Department: Mechanical & Aerospace Engineering
Research Institute Affiliation: Center for Control Systems and Dynamics (CCSD)
Faculty Advisor(s): Miroslav Krstic

Primary Student
Name: Alex Scheinker
Email: ascheink@ucsd.edu
Phone: 858-822-1936
Grad Year: 2013

Abstract
The control of complex systems is difficult due to the interaction of many control parameters coupled with limited numbers of sensors. These difficulties are further compounded by a lack of accurate real-time modeling. Given a complicated system's output or any other performance measurements, a typical control system has only a very basic model, usually linearized around specific operating points. The main advantage of simplified models is that they are very fast and can quickly simulate system performance and give outputs that may guide operators. Ignoring the detailed nonlinear terms may be acceptable for very small and stable systems; however, for large nonlinear and unstable systems small perturbations quickly build up through complex interactions with other components and can have significant negative effects.
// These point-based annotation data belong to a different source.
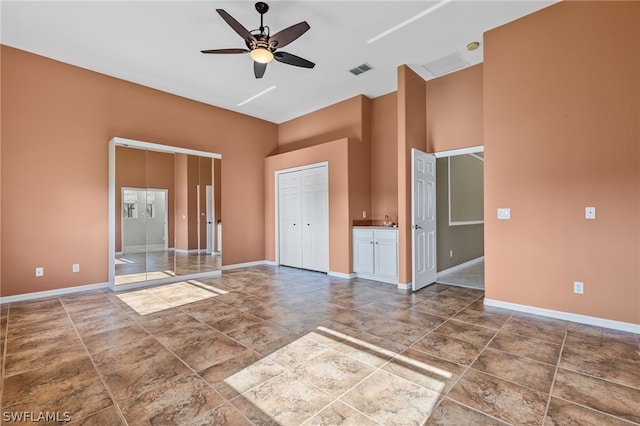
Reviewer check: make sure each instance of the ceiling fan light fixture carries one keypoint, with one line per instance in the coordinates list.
(261, 55)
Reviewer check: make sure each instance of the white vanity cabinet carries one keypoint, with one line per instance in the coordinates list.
(375, 253)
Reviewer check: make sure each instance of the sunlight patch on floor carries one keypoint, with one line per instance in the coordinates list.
(299, 380)
(155, 299)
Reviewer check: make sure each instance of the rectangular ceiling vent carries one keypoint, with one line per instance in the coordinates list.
(446, 64)
(360, 69)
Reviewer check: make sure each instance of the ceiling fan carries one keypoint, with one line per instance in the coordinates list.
(261, 46)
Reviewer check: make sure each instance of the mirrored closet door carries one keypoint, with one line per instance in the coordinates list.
(164, 218)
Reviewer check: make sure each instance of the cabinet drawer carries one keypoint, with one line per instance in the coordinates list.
(390, 235)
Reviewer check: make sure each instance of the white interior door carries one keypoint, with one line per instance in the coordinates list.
(209, 208)
(290, 219)
(423, 218)
(315, 219)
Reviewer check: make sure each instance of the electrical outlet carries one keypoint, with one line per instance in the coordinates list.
(589, 212)
(504, 213)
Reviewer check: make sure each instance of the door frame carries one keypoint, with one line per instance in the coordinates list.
(276, 176)
(451, 153)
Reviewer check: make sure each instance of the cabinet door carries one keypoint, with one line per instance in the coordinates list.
(386, 258)
(363, 255)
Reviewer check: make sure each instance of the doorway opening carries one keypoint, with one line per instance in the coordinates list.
(460, 217)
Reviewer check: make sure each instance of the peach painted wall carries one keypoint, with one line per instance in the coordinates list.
(454, 110)
(384, 157)
(187, 179)
(57, 120)
(217, 173)
(144, 169)
(341, 120)
(411, 134)
(562, 133)
(337, 153)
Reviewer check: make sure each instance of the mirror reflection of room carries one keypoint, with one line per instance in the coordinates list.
(167, 215)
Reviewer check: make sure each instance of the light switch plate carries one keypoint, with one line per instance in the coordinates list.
(504, 213)
(589, 212)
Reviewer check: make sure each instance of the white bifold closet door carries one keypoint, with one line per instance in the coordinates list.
(303, 210)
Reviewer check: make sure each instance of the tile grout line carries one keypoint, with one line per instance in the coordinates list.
(468, 367)
(555, 374)
(106, 387)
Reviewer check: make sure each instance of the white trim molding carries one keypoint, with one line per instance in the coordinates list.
(342, 275)
(459, 151)
(50, 293)
(567, 316)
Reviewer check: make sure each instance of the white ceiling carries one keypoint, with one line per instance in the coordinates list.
(157, 44)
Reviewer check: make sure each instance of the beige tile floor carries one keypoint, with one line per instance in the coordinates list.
(269, 345)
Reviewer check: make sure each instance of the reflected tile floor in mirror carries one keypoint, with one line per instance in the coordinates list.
(136, 267)
(273, 345)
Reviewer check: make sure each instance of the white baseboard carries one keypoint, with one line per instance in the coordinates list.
(49, 293)
(246, 265)
(374, 277)
(568, 316)
(342, 275)
(460, 266)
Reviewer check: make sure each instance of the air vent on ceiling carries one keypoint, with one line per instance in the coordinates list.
(360, 69)
(446, 64)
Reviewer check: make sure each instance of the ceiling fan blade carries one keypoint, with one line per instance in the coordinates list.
(226, 51)
(286, 36)
(289, 59)
(259, 69)
(237, 26)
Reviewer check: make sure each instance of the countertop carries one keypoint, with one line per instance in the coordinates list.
(374, 227)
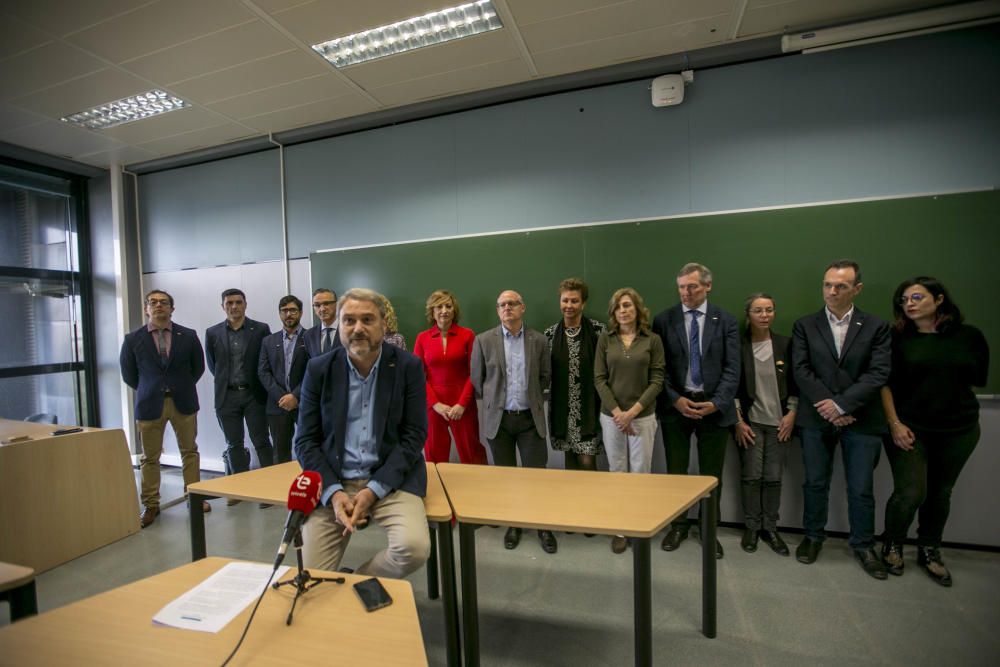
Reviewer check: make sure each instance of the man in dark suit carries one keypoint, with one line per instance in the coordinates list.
(841, 358)
(703, 373)
(282, 365)
(322, 337)
(362, 426)
(162, 361)
(510, 371)
(232, 348)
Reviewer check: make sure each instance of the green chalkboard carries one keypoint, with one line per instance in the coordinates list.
(781, 251)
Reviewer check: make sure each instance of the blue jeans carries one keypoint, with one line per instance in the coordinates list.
(860, 452)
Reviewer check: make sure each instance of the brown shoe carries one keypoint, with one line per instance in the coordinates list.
(148, 516)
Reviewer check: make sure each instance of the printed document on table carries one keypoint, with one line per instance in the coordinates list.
(210, 605)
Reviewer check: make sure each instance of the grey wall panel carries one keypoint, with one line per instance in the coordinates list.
(219, 213)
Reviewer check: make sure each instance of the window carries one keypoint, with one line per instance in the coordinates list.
(45, 365)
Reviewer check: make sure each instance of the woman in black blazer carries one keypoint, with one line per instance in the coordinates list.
(765, 406)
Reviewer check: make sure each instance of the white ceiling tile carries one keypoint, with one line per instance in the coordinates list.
(123, 156)
(17, 36)
(487, 47)
(83, 93)
(61, 17)
(460, 81)
(209, 136)
(322, 20)
(164, 125)
(43, 67)
(632, 46)
(58, 138)
(294, 94)
(616, 20)
(158, 26)
(309, 114)
(250, 77)
(226, 48)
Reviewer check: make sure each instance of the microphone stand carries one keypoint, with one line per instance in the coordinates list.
(303, 581)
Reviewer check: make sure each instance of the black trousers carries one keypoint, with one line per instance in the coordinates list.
(711, 442)
(282, 429)
(240, 406)
(922, 481)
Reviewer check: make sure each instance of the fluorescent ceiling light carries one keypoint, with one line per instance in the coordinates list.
(126, 110)
(435, 28)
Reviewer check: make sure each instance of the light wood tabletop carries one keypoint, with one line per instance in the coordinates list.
(115, 628)
(573, 500)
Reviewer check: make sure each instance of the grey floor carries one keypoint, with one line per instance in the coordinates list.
(574, 608)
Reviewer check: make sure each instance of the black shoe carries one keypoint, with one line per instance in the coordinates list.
(773, 540)
(929, 558)
(892, 557)
(673, 539)
(808, 551)
(871, 564)
(548, 541)
(512, 538)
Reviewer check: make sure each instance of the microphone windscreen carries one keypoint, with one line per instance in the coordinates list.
(305, 492)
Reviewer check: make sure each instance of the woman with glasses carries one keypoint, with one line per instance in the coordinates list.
(628, 374)
(573, 402)
(766, 402)
(933, 417)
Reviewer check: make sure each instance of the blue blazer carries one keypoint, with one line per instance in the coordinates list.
(400, 420)
(217, 353)
(853, 380)
(313, 342)
(143, 371)
(271, 369)
(720, 360)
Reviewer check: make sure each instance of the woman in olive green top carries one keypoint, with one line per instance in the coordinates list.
(628, 374)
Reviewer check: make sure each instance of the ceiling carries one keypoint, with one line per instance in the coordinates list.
(246, 68)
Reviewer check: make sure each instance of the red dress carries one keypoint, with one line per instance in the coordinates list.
(448, 382)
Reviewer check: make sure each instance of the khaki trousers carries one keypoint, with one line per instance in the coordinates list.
(151, 435)
(404, 519)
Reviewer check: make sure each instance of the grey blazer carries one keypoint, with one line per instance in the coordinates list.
(489, 376)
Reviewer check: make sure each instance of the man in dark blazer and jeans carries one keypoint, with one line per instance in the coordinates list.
(841, 358)
(232, 348)
(703, 373)
(163, 361)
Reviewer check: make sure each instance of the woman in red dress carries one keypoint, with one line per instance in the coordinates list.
(446, 349)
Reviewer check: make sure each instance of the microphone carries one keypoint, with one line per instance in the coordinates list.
(303, 496)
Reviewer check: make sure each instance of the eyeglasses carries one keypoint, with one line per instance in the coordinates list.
(916, 297)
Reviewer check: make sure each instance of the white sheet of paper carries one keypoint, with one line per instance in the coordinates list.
(209, 606)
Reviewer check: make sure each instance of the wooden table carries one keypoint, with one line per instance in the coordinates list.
(116, 628)
(577, 501)
(271, 484)
(63, 496)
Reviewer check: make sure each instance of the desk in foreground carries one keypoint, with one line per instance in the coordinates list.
(578, 501)
(115, 628)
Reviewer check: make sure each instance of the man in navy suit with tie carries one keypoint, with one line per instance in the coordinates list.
(282, 365)
(323, 336)
(362, 427)
(162, 361)
(703, 372)
(232, 349)
(841, 358)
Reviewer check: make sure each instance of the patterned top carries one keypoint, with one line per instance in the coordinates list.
(581, 433)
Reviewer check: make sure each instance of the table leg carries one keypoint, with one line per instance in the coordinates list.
(709, 519)
(446, 555)
(197, 526)
(470, 603)
(642, 593)
(432, 585)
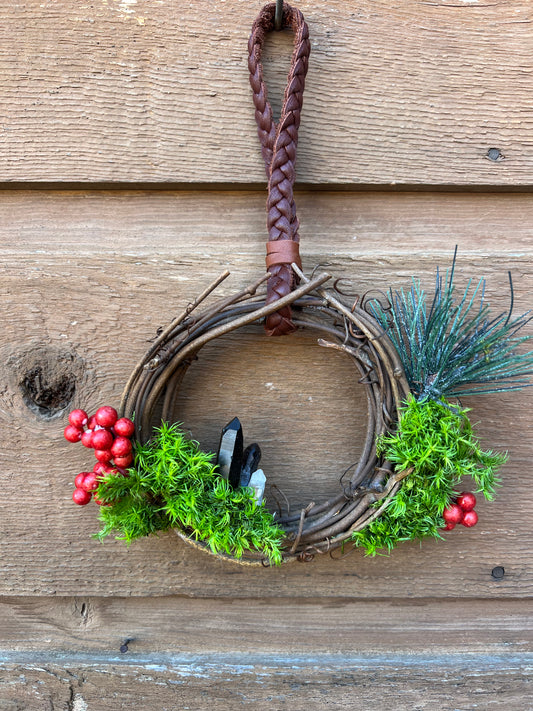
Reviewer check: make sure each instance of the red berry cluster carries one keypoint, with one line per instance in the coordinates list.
(461, 511)
(110, 437)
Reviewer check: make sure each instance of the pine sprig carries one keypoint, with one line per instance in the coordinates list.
(437, 441)
(175, 485)
(455, 347)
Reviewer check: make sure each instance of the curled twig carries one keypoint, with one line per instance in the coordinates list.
(318, 527)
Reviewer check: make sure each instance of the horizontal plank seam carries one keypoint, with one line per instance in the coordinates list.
(164, 186)
(244, 663)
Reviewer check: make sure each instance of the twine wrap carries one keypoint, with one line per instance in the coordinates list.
(278, 148)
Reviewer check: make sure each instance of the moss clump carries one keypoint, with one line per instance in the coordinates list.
(173, 484)
(435, 439)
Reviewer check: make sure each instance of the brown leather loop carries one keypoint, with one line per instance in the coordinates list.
(278, 147)
(283, 251)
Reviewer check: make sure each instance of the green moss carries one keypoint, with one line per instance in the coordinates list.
(173, 484)
(437, 440)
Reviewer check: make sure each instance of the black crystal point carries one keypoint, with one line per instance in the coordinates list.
(229, 458)
(250, 462)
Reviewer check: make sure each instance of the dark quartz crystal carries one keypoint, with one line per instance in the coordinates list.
(229, 458)
(250, 462)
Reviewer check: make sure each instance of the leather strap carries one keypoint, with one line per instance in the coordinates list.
(278, 147)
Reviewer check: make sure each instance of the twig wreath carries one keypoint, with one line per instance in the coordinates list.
(414, 357)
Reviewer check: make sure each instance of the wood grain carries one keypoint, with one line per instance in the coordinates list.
(467, 683)
(88, 278)
(413, 93)
(267, 626)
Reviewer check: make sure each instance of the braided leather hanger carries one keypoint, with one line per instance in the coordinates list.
(278, 148)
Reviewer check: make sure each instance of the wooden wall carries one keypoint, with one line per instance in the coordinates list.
(130, 178)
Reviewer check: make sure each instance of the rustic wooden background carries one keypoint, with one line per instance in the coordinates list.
(131, 177)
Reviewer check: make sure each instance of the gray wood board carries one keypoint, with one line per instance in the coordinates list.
(459, 682)
(416, 93)
(87, 279)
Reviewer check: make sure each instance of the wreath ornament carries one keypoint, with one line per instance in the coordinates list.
(411, 358)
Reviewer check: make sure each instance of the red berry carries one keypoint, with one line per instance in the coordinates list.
(99, 468)
(72, 433)
(78, 481)
(103, 455)
(124, 462)
(121, 447)
(453, 514)
(470, 519)
(81, 497)
(87, 438)
(466, 501)
(108, 469)
(106, 416)
(90, 483)
(78, 418)
(102, 439)
(124, 427)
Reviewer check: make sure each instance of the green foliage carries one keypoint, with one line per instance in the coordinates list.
(454, 347)
(437, 440)
(173, 484)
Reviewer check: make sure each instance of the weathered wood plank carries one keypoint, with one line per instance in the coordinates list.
(410, 92)
(178, 625)
(87, 278)
(460, 682)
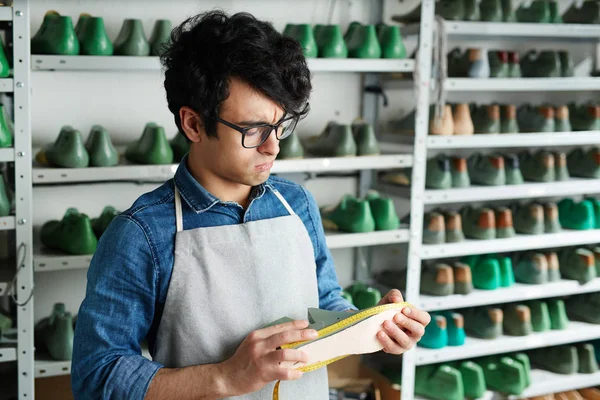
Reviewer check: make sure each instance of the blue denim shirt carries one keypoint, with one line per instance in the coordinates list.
(129, 276)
Applying a perturbation-driven extremum seeking algorithm to time-varying systems whose parameters are unknown and satisfy certain bounds is an attempt to deal with the nonlinear system in its entirety. The results demonstrate a class of systems for which extremum-seeking controllers, unaware of the system's detailed dynamics, exist and are capable of driving the systems to an equilibrium or to track a given trajectory over a wide range of starting conditions, not limited to local linearized results. Theoretically this work is applicable to any observable system which can tolerate a high frequency oscillatory control input.